It's been about three years since San Diego's five major hospitals first convened to discuss sharing electronic medical record data in an effort to improve diagnoses, reduce errors and improve the quality of patient care. The group held several meetings and entered discussions with a vendor as a possible corporate sponsor -- and that was that.
"It really didn't go anywhere," says Dr. Joshua Lee, medical director of information services at the University of California, San Diego, Medical Center, one of the participants in the EMR discussion. While the system would have had a clear public health benefit, it was not in each hospital's economic self-interest to pursue it. "The financial and oversight responsibility would fall on the medical centers, even though it's a very intangible benefit to the medical centers," says Lee.
Today, if a child who is a UCSD patient at the pediatric clinic is admitted to the emergency room at Sharp Memorial Hospital down the road, the only way the ER doctor can view that child's known medical problems, allergies, prescriptions and other health data is by calling UCSD HealthCare, making a records request, and waiting for the information to be printed and either faxed or physically delivered on paper. Conversely, any treatments or medications given at Sharp won't be entered into the patient's EMR in the UCSD system. "It's not like we don't share on paper, but we don't institutionally share data," says Lee.
The situation in San Diego is the norm rather than the exception, but it doesn't have to be that way. "We have had the technology to do this for 30 years," says Shaun Grannis, medical informatics researcher at the Regenstrief Institute, an Indianapolis-based research organization that spearheaded a metropolitan health information exchange in its home city. One of the first US regional exchanges, the Indianapolis system is used by 34 health care providers.
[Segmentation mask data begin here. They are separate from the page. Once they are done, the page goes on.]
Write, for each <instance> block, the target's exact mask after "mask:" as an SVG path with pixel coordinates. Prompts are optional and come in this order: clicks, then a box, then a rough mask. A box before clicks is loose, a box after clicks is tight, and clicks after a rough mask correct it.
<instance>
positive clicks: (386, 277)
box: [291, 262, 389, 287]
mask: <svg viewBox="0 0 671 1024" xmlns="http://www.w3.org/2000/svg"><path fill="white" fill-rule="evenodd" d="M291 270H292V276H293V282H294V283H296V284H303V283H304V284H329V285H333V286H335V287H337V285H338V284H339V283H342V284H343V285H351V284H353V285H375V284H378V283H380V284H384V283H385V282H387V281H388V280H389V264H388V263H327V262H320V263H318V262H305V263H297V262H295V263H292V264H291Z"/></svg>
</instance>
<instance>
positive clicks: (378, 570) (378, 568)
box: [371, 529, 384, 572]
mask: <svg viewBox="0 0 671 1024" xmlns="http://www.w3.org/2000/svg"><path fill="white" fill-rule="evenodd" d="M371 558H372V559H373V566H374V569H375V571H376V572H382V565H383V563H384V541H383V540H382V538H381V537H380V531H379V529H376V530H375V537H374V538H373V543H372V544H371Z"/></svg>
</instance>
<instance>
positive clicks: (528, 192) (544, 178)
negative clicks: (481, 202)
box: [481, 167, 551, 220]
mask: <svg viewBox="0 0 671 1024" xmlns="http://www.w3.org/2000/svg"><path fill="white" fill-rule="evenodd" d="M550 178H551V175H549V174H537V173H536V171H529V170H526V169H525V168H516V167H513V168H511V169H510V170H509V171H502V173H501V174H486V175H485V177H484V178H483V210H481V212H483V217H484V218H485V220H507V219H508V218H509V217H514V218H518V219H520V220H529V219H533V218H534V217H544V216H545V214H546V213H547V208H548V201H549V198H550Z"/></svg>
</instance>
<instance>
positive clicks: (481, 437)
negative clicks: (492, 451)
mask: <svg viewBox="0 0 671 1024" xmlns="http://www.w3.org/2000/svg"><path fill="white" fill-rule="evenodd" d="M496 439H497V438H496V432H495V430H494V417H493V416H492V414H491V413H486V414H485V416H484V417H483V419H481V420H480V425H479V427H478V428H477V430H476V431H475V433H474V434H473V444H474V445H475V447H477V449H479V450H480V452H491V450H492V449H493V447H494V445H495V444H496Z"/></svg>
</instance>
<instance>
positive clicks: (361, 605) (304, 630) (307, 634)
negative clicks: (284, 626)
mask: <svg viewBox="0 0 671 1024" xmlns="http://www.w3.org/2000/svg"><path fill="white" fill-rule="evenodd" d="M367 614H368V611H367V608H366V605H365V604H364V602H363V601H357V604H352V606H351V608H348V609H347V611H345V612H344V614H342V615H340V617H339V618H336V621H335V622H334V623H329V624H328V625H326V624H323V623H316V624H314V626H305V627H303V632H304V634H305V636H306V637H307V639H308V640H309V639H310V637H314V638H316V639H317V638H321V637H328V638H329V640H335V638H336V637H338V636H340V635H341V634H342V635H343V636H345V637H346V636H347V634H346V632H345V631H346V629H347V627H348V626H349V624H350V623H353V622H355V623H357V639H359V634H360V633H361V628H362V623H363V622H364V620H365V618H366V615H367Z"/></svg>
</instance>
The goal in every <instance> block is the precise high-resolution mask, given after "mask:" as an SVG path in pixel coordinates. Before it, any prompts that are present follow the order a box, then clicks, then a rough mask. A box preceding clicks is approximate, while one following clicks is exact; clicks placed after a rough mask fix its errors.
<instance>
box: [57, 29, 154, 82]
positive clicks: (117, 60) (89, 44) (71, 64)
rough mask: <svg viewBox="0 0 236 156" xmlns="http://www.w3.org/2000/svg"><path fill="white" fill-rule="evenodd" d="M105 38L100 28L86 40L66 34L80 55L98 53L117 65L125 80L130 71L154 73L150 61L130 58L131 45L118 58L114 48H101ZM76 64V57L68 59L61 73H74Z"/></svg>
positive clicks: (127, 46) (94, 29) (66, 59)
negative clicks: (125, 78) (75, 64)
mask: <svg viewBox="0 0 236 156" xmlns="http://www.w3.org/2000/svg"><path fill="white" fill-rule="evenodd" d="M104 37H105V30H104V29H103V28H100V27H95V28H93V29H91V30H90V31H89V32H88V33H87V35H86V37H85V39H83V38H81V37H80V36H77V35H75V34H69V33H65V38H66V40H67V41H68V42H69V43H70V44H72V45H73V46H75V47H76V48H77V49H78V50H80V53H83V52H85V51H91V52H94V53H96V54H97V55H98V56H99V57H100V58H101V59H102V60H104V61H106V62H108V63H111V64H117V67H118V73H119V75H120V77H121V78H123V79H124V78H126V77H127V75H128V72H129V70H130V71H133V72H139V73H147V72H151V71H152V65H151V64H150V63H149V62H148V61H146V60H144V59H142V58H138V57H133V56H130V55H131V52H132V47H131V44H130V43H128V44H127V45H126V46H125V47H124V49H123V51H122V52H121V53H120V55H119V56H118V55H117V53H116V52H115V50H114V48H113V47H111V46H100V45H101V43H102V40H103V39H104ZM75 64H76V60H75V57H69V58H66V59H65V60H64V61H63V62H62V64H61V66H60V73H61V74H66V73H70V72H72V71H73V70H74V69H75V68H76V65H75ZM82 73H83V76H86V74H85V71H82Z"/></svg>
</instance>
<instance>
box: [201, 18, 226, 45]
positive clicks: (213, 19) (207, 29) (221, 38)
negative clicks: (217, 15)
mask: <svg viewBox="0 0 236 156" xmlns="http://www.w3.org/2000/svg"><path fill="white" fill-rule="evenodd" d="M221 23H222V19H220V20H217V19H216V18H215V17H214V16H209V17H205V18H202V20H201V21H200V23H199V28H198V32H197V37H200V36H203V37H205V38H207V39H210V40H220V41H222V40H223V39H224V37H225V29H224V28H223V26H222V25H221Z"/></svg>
Rather than requiring member providers to change their internal systems, the institute wrote middleware that integrates data from all of those proprietary systems and organizes it into a single data model. "We wrote the interface engines that do all of this stuff," says Grannis. If members simply want to view integrated patient data, they log into the community electronic health record (EHR) Web site. Alternately, the institute can push data out to providers that have their own EMR systems.
Ultimately, technology isn't the problem. Granted, the health care industry has been held back by loose and overlapping technical standards and by poor interoperability among the different types of health information systems sold by hundreds of vendors. But the biggest obstacle may be a payment model that offers little financial incentive for most health care providers to invest in using electronic records internally, let alone share them with other providers.
Electronic records systems do yield some savings, particularly in the area of filing, but the savings often aren't enough to justify the cost -- especially for single-physician and small group practices, which make up more than half of the health care services in the US.
Even in Indianapolis, there is no viable long-term business model for the health information exchange, and not all members have their own EMR systems. "We are largely grant-funded," Grannis says. Once those grants come to an end, other revenue sources must be found to sustain the programs.